I see the living dead occasionally. They are the patients whose cause of illness is so potentially lethal it will kill them within hours or days if I miss it or mistreat it. My fear for them, and of them, haunts me after work, a wolf of worry at the edge of the forest of my thoughts.
The living dead are often clinical quicksilver; they are made slippery by the chaos of the busy emergency department, and it may be difficult to grasp the clue that makes them different from the other ill and injured. They often look and sound just like another patient, and there is no label on their foreheads saying “Save me, please. You are my last hope,” and no Grim Reaper is waiting at the bedside as a warning to me to get it right.
The living dead are why the most dreaded question in emergency medicine is: “You remember that patient with X problem you sent home last night?” Anyone who has worked in an emergency department for long knows of at least one patient who went home and died after the key diagnosis was missed.
They are, for example, the patient with a killer infection among the many patients with infections. But which patient? Last Thursday, I saw about 15 patients with infections, several of whom probably had the H1N1 (swine) flu. Most were curled up on stretchers, coughing as though trying to exorcise a lung, and looked like road kill without the road. I sent all of them home, to suffer and recover. I hope. Every one of them could be the next Mainer to die of this worldwide pandemic.

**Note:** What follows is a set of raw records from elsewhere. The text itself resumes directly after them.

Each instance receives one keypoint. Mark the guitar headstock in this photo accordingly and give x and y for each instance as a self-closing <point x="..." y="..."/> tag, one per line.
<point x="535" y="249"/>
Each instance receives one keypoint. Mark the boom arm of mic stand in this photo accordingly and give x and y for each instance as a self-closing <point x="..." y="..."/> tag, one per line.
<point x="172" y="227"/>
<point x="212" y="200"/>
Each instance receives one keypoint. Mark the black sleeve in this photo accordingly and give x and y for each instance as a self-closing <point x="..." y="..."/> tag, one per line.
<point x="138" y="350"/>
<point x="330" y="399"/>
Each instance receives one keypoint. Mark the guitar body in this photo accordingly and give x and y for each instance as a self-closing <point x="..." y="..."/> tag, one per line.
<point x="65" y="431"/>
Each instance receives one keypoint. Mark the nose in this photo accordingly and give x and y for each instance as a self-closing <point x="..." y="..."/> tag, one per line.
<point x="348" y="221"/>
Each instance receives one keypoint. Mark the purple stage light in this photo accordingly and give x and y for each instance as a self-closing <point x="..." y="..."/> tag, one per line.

At least three of Thursday’s patients were children. If I live in fear of all the living dead, it is the children among them who are the stuff of my nightmares. When I consider how often those of us who take care of sick children must walk near that blurred line between the right decision and the disastrously wrong decision I can feel the panting of the wolf on my neck.
Head pain, fever, chest pain, abdominal pain, feeling suicidal — these complaints are among common clinical conundrums that require constant vigilance for the one patient in a hundred who looks well enough to be safely discharged but might die if sent home. Every ED shift has several patients with these complaints. Patients with chest pain are common in the ED, and every one could be the one whose ED tests look good and gets sent home with their subtle heart attack missed; one in four such patients will die in the next 24 hours.
Even admitting them may not save them. Years ago I admitted one such woman to the hospital after she returned to the ER for the fourth time in two days. She died later that night in the hospital, with my hands on her chest helplessly doing CPR, because I, too, missed the real and unusual cause of her chest pain; the biggest blood vessel in her body was tearing itself apart.
The textbooks tell you how to separate the deadly clinical wheat from the routine clinical chaff, but patients often do not read the textbooks and few doctors seem as smart in the ED as authors do in their books. A patient’s version of the disastrous illness may not have the classic presentation we were all trained to see, or maybe they did and we missed it.
In a world where I want nothing but the best for my patients, full of malpractice lawyers, and patients who want no errors made in their care, it would seem easy to eradicate all deadly risk in the care of patients in the ED. Admit them all, put heart monitors on them and CAT scan everyone from top to bottom to rule out bad things inside. There are just a few problems; the country cannot afford all of the hospital beds and tests necessary to do that, and the search for potential catastrophe in one patient by eliminating the possibility of it in every patient puts too many patients through too much testing pain and risk.
The result is that you must live with the wolf of worry, too.
Erik Steele, D.O., a physician in Bangor, is chief medical officer of Eastern Maine Healthcare Systems and is on the staff of several hospital emergency rooms in the region. He is also the interim CEO at Blue Hill Memorial Hospital.